# Thread: How can I work this out?

1. ## How can I work this out?

Hello,
Using a calculator,I know that the solution to $\displaystyle d = 55^{-1} \ (mod \ 10752)$ is d = 391.

Can someone please show me how to prove this by hand using Euclid's Algorithm? Any help would be greatly appreciated.
Thanks

2. Originally Posted by Jimmy_W
Hello,
Using a calculator,I know that the solution to $\displaystyle d = 55^{-1} \ (mod \ 10752)$ is d = 391.

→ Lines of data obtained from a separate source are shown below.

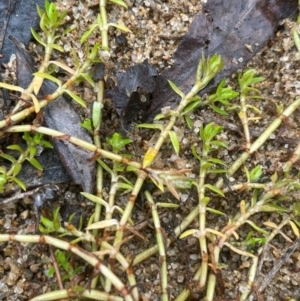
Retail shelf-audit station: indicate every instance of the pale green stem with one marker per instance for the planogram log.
(161, 248)
(202, 225)
(236, 224)
(130, 204)
(244, 119)
(104, 37)
(60, 135)
(17, 117)
(89, 293)
(260, 140)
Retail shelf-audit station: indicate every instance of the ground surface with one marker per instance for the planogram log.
(23, 268)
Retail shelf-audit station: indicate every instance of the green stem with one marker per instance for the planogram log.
(260, 140)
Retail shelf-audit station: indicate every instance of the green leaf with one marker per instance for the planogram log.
(3, 170)
(214, 211)
(11, 87)
(51, 271)
(56, 46)
(216, 161)
(16, 168)
(8, 157)
(16, 147)
(151, 126)
(218, 110)
(194, 152)
(175, 141)
(32, 151)
(88, 78)
(255, 174)
(48, 76)
(120, 27)
(176, 89)
(215, 189)
(37, 37)
(87, 124)
(76, 98)
(190, 107)
(258, 229)
(214, 171)
(97, 113)
(119, 2)
(88, 33)
(188, 121)
(35, 163)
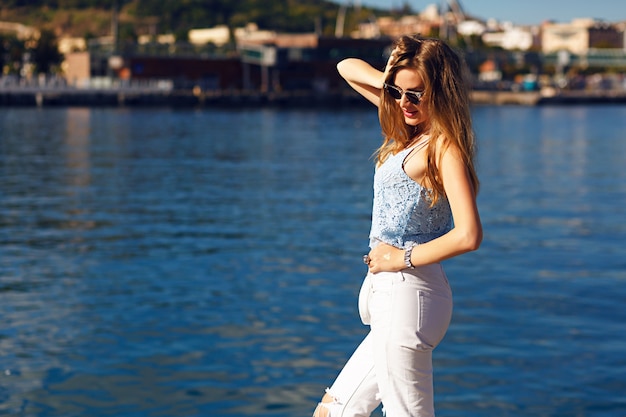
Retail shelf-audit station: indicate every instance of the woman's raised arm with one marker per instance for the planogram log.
(363, 78)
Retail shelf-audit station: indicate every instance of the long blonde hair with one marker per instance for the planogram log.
(446, 98)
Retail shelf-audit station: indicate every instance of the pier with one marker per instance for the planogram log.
(154, 96)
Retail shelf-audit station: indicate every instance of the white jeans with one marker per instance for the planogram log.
(410, 312)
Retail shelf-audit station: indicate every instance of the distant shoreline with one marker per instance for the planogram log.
(16, 97)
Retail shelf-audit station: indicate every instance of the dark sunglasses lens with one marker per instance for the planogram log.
(394, 93)
(412, 97)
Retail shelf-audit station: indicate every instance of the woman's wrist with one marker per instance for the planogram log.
(407, 257)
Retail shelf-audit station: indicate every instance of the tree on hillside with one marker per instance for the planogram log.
(46, 54)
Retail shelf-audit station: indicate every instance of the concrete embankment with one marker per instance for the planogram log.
(156, 97)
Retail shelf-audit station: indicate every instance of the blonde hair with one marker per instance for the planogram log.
(446, 98)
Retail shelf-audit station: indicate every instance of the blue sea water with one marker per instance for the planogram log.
(204, 262)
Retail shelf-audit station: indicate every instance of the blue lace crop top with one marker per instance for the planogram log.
(401, 214)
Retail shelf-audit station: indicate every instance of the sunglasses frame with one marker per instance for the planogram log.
(414, 97)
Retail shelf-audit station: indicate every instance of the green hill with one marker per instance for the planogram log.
(137, 17)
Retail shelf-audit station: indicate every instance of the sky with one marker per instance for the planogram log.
(524, 12)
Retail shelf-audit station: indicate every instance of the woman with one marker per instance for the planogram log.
(424, 211)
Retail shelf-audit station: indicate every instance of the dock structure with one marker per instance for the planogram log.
(146, 97)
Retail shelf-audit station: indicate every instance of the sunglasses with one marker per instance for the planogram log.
(396, 93)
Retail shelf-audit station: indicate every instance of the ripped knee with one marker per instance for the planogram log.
(325, 407)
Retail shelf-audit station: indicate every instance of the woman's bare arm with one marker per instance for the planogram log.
(363, 78)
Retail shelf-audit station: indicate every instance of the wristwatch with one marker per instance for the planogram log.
(407, 257)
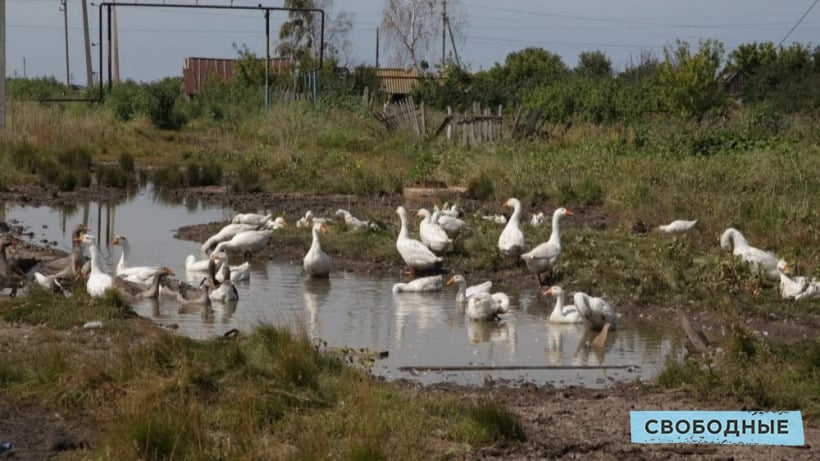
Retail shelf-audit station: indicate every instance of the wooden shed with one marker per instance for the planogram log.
(197, 71)
(397, 83)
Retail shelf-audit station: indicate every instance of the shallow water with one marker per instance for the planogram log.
(426, 336)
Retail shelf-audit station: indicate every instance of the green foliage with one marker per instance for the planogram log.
(528, 68)
(688, 85)
(459, 89)
(113, 176)
(480, 187)
(759, 372)
(157, 100)
(490, 422)
(247, 179)
(593, 64)
(168, 177)
(35, 89)
(250, 69)
(126, 162)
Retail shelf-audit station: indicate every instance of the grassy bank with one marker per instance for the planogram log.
(274, 392)
(270, 395)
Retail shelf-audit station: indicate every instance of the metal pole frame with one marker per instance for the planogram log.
(266, 9)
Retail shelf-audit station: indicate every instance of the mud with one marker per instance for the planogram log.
(569, 423)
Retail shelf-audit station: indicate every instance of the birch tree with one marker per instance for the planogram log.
(413, 27)
(300, 35)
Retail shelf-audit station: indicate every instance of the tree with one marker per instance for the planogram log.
(593, 64)
(411, 27)
(300, 35)
(749, 57)
(529, 67)
(688, 81)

Can someone please show me how to prove this by hand using Euclid's Algorithm? Any help would be greatly appreciated.
Thanks
You don't need Euclid's algorithm just observe that:

$\displaystyle 55\times 391=21505=2 \times 10752 +1= 1 \mod (10752)$

Or do you mean: Find $\displaystyle 55^{-1} \mod(10752)$ (which you know is $\displaystyle 391$ by looking in the back of the book)

CB

3. Captain Black, he said that he knew that "using a calculator" and asked how you would find it "by hand".

Jimmy W, if $\displaystyle d= 55^{-1}$ (mod 10752) then 55d= 10752k+ 1 for some integer k. That is the same as 55d- 10752k= 1 so, using Euclid's algorithm:
55 divides into 10752 195 times with remainder 27. 27 divides into 55 twice with remainder 1. That is: 55 -2(27)= 1 and, since 10752- 195(55), that is 55- 2(10752- 195(55))= (1+ 2(195))(55)- 2(10752)= 391(55)- 2(10752)= 1. That means that one solution is d= 391, k= 2.